Many people (myself included) cringe at the thought of having a 55 or 60 mph speed limit on the highway. But, if we’re going to seriously address foreign oil dependence and climate change, it should at least be on the table for discussion.
When the national speed limit in the U.S. was restricted to 55 mph in 1974 (and repealed in 1995), total fuel consumption dropped by .2 to 3 percent. A more recent report by the Department of Energy, which reached similar figures, estimates that in 2008 it would have mitigated between 175,000 and 275,000 barrels of oil each day.
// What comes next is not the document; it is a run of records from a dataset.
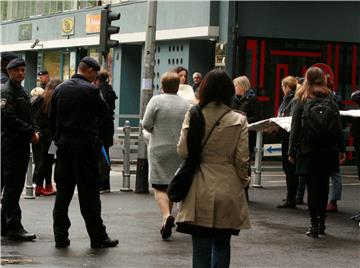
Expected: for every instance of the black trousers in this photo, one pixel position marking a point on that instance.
(357, 152)
(289, 169)
(318, 190)
(14, 162)
(77, 166)
(36, 154)
(104, 170)
(47, 160)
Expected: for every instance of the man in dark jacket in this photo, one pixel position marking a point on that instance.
(74, 106)
(17, 130)
(355, 130)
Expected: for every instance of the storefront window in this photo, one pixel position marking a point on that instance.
(52, 62)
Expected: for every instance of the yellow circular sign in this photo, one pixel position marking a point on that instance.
(68, 25)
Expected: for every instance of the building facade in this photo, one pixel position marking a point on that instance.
(264, 40)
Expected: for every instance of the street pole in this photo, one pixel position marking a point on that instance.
(235, 33)
(105, 61)
(142, 185)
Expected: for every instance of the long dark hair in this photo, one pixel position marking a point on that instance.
(216, 86)
(314, 85)
(49, 91)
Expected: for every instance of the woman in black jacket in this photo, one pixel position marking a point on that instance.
(314, 160)
(47, 160)
(288, 85)
(106, 126)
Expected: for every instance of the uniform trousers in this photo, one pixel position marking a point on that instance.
(47, 160)
(77, 165)
(14, 162)
(289, 169)
(318, 190)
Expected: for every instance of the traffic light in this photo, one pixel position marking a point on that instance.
(106, 30)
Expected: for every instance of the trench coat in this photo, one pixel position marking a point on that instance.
(217, 198)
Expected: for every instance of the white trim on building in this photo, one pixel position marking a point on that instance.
(205, 32)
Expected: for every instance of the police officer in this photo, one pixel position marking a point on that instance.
(6, 57)
(43, 77)
(17, 130)
(74, 106)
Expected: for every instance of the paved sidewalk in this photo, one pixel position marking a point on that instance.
(276, 239)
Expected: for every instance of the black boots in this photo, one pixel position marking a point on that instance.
(287, 204)
(317, 228)
(20, 235)
(314, 229)
(322, 226)
(313, 232)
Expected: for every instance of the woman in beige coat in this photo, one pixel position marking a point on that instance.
(216, 207)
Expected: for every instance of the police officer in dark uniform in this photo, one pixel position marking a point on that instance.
(17, 130)
(74, 106)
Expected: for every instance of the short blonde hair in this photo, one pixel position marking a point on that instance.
(289, 81)
(242, 81)
(38, 91)
(170, 82)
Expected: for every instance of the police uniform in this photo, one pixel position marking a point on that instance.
(106, 132)
(17, 129)
(74, 106)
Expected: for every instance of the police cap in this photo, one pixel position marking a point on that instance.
(15, 63)
(43, 72)
(91, 63)
(8, 56)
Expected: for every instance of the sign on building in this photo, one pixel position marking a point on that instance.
(25, 32)
(68, 25)
(93, 23)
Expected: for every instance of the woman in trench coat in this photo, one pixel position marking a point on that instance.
(216, 207)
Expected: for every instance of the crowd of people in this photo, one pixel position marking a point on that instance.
(74, 121)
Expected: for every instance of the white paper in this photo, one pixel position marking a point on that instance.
(52, 148)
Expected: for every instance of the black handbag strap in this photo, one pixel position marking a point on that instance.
(212, 129)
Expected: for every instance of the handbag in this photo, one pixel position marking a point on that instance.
(180, 184)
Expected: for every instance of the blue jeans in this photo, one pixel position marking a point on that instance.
(211, 252)
(336, 186)
(335, 190)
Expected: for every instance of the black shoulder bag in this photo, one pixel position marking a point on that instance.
(180, 184)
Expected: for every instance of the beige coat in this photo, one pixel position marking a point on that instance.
(217, 198)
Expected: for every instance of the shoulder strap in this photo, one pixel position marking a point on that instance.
(212, 129)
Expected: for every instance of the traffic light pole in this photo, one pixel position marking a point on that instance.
(142, 185)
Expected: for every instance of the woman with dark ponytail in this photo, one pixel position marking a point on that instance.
(316, 158)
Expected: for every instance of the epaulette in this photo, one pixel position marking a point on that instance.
(238, 111)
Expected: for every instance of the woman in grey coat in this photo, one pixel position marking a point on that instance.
(163, 118)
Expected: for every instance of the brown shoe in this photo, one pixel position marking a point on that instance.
(50, 189)
(166, 228)
(331, 207)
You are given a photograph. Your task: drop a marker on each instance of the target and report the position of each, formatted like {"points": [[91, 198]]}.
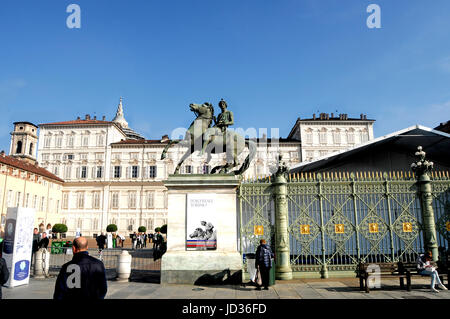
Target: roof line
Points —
{"points": [[378, 139]]}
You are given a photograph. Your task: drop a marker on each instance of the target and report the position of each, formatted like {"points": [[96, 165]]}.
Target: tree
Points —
{"points": [[142, 229], [111, 228], [59, 229]]}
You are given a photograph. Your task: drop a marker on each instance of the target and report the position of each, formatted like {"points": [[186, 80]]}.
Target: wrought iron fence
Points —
{"points": [[337, 220]]}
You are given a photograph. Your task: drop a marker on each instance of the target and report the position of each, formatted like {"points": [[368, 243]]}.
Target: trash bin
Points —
{"points": [[272, 274]]}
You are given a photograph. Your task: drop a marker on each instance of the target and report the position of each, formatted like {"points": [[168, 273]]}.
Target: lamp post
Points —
{"points": [[422, 168]]}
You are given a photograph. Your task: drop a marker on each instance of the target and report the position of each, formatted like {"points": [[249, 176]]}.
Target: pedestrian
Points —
{"points": [[133, 240], [4, 273], [263, 263], [145, 240], [101, 241], [35, 246], [425, 268], [43, 243], [84, 277]]}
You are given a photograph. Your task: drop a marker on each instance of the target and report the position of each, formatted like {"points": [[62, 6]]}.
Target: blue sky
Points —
{"points": [[272, 61]]}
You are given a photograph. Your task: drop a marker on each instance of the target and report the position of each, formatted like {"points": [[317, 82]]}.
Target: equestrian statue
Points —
{"points": [[203, 137]]}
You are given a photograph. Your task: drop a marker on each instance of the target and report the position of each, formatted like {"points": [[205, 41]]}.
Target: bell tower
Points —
{"points": [[24, 141]]}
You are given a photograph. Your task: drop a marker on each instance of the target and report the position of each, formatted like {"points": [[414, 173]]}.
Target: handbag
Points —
{"points": [[258, 278]]}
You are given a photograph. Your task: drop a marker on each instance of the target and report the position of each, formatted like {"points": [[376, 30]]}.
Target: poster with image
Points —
{"points": [[201, 232]]}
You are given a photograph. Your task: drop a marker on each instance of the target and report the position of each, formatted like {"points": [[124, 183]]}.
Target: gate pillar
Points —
{"points": [[422, 167], [283, 270]]}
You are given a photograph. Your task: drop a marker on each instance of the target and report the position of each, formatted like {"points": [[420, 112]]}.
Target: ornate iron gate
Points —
{"points": [[338, 220]]}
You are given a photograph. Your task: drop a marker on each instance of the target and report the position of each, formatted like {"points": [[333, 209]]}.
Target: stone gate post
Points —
{"points": [[422, 167], [283, 270]]}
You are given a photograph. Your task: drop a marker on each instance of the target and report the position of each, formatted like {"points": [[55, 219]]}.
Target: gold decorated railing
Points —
{"points": [[339, 219]]}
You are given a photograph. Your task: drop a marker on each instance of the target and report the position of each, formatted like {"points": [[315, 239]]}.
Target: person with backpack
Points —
{"points": [[4, 273], [263, 263]]}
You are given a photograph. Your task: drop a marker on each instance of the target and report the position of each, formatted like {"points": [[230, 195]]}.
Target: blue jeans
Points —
{"points": [[434, 276]]}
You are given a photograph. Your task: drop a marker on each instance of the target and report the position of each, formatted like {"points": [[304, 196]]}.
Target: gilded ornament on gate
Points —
{"points": [[339, 228], [258, 230], [407, 227], [373, 228], [305, 229]]}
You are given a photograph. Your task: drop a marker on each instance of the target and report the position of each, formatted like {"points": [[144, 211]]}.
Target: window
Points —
{"points": [[206, 169], [99, 173], [337, 137], [350, 137], [67, 172], [115, 200], [117, 171], [27, 200], [152, 171], [59, 141], [83, 172], [42, 204], [18, 198], [35, 201], [80, 200], [65, 201], [323, 136], [47, 141], [134, 171], [69, 141], [309, 139], [100, 139], [150, 200], [85, 140], [132, 200], [96, 200]]}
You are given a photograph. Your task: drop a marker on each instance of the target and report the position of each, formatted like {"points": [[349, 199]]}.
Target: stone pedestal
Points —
{"points": [[181, 265]]}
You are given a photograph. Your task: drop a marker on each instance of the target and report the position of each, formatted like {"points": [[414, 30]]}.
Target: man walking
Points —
{"points": [[264, 263], [101, 240], [84, 277]]}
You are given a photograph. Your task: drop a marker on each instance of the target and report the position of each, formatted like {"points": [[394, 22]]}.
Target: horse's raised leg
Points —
{"points": [[183, 158]]}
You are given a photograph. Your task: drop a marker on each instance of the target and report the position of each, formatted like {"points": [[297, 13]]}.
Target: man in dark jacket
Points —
{"points": [[4, 273], [101, 241], [43, 243], [84, 277], [264, 262]]}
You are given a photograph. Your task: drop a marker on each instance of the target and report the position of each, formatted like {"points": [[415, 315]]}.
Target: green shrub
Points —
{"points": [[111, 228], [142, 229]]}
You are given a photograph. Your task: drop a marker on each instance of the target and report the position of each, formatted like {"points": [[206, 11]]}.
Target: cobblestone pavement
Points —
{"points": [[342, 288]]}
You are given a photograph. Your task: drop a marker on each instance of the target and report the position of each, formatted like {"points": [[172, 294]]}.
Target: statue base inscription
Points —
{"points": [[202, 230]]}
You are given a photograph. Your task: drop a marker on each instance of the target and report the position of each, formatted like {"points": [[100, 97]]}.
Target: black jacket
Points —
{"points": [[92, 284], [4, 274], [43, 243]]}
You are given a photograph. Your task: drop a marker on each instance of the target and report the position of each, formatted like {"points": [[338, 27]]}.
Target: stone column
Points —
{"points": [[422, 168], [283, 270]]}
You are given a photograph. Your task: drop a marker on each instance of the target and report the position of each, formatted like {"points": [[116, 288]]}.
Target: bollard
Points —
{"points": [[38, 269], [123, 266]]}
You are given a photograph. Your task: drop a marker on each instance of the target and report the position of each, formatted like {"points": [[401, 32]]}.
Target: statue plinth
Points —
{"points": [[201, 204]]}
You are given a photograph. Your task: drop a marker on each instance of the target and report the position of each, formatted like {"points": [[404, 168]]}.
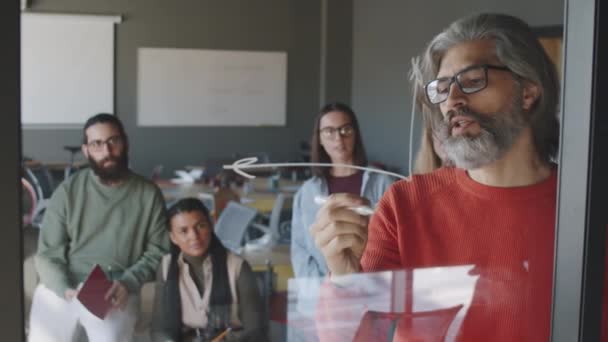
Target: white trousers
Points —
{"points": [[54, 319]]}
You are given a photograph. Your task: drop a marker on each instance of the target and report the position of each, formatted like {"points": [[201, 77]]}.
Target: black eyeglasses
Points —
{"points": [[331, 132], [470, 80], [114, 141]]}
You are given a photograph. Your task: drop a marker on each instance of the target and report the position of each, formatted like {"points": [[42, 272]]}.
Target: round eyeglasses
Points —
{"points": [[470, 80]]}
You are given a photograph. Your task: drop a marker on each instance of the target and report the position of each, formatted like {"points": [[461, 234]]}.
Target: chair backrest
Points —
{"points": [[29, 201], [266, 287], [274, 223], [232, 225], [41, 179]]}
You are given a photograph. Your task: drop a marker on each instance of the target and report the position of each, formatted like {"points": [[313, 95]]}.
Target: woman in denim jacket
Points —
{"points": [[336, 139]]}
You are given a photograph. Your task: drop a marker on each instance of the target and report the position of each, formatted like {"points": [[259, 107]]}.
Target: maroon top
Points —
{"points": [[349, 184]]}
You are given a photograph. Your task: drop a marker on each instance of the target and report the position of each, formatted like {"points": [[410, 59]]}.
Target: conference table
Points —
{"points": [[258, 194]]}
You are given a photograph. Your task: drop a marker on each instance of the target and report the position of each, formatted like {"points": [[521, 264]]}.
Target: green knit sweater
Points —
{"points": [[121, 228]]}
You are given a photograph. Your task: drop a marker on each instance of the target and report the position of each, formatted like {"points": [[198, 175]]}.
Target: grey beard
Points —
{"points": [[499, 131]]}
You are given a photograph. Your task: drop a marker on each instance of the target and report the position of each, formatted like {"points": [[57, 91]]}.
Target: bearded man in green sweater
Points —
{"points": [[105, 215]]}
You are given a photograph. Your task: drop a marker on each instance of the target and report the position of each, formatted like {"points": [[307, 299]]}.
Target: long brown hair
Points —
{"points": [[318, 153]]}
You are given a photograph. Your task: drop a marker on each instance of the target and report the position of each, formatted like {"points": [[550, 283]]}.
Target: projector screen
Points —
{"points": [[67, 68], [187, 87]]}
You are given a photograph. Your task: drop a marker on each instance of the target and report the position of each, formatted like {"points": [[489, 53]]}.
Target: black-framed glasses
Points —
{"points": [[331, 132], [114, 141], [470, 80]]}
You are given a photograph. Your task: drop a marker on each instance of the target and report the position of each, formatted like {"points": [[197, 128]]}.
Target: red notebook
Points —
{"points": [[92, 292]]}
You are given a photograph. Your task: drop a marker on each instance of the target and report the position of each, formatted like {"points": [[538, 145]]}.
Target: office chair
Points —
{"points": [[276, 230], [42, 181], [266, 285], [232, 225]]}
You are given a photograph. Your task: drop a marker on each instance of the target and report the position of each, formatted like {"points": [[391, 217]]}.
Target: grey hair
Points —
{"points": [[518, 48]]}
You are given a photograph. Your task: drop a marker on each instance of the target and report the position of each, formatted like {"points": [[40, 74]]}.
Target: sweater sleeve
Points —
{"points": [[382, 249], [250, 307], [53, 242], [304, 264], [157, 244]]}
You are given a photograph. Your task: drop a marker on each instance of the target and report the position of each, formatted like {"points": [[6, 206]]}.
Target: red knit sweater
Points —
{"points": [[447, 219]]}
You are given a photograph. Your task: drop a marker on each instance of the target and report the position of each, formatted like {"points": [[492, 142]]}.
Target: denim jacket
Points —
{"points": [[306, 259]]}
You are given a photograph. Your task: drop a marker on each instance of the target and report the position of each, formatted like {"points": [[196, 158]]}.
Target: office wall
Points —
{"points": [[386, 35], [289, 25]]}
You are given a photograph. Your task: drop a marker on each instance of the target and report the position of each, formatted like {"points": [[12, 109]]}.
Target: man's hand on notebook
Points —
{"points": [[117, 295]]}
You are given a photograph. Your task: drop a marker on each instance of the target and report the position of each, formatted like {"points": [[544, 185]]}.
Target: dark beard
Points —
{"points": [[499, 131], [111, 174]]}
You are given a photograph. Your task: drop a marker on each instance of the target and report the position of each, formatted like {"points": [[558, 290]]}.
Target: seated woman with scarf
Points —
{"points": [[202, 288]]}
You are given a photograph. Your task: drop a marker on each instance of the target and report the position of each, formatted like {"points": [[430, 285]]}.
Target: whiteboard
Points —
{"points": [[188, 87], [67, 67]]}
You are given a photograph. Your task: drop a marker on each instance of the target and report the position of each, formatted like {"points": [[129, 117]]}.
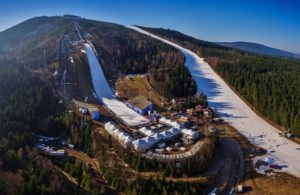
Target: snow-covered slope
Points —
{"points": [[101, 86], [236, 112]]}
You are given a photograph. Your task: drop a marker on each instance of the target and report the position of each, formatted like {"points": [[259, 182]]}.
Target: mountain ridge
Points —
{"points": [[258, 49]]}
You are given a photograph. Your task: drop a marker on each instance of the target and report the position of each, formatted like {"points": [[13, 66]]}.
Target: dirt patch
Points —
{"points": [[131, 86], [252, 182]]}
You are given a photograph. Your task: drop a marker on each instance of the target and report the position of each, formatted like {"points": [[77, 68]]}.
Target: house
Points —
{"points": [[96, 116], [140, 104], [208, 112]]}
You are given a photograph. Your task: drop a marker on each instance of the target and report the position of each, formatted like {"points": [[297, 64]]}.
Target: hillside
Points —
{"points": [[258, 48], [269, 84]]}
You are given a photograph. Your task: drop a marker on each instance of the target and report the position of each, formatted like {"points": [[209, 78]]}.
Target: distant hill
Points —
{"points": [[258, 48]]}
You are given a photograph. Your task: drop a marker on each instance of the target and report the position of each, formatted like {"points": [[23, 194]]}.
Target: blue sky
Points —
{"points": [[271, 22]]}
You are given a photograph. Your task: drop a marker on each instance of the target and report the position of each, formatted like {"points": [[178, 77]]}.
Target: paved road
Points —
{"points": [[235, 111]]}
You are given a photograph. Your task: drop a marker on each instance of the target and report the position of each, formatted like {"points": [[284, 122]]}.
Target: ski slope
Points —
{"points": [[100, 83], [231, 108], [105, 94]]}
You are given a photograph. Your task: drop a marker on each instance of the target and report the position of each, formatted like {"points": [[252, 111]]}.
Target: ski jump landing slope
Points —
{"points": [[105, 94], [101, 86], [231, 108]]}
Using these numbers, a 55 mph speed limit at 2010 gas prices would have yielded savings between $5.6 and $8.8 billion. The amount is even greater for countries with expensive fuel. A recently enacted temporary speed limit reduction in Spain (from 75 mph to 68 mph), expected to last three months, would save $3.2 billion annually.
While many factors affect fuel economy – such as vehicle-specific attributes, driving conditions, and traffic – it is generally true that a vehicle will operate most efficiently between 30 and 60 mph (source). Above this point, fuel economy decreases rapidly. To get a feel for how much time and money you’d spend at different highway speeds, take a look at MpgForSpeed’s online calculator. Compared to a baseline of 55 mph, efficiency is reduced by 8 percent at 65 mph; 17 percent at 70 mph; 23 percent at 75 mph; and 28 percent at 80 mph. The additional time spent in a car traveling at 60 mph as opposed to 75 mph would be just 6 minutes after 30 miles.
Despite having a 55 mph national speed limit for 21 years, a large poll by GasBuddy – with over 70 percent opposed – suggests it would be difficult to implement today. For the time being, driving at eco-friendly speeds will be up to you.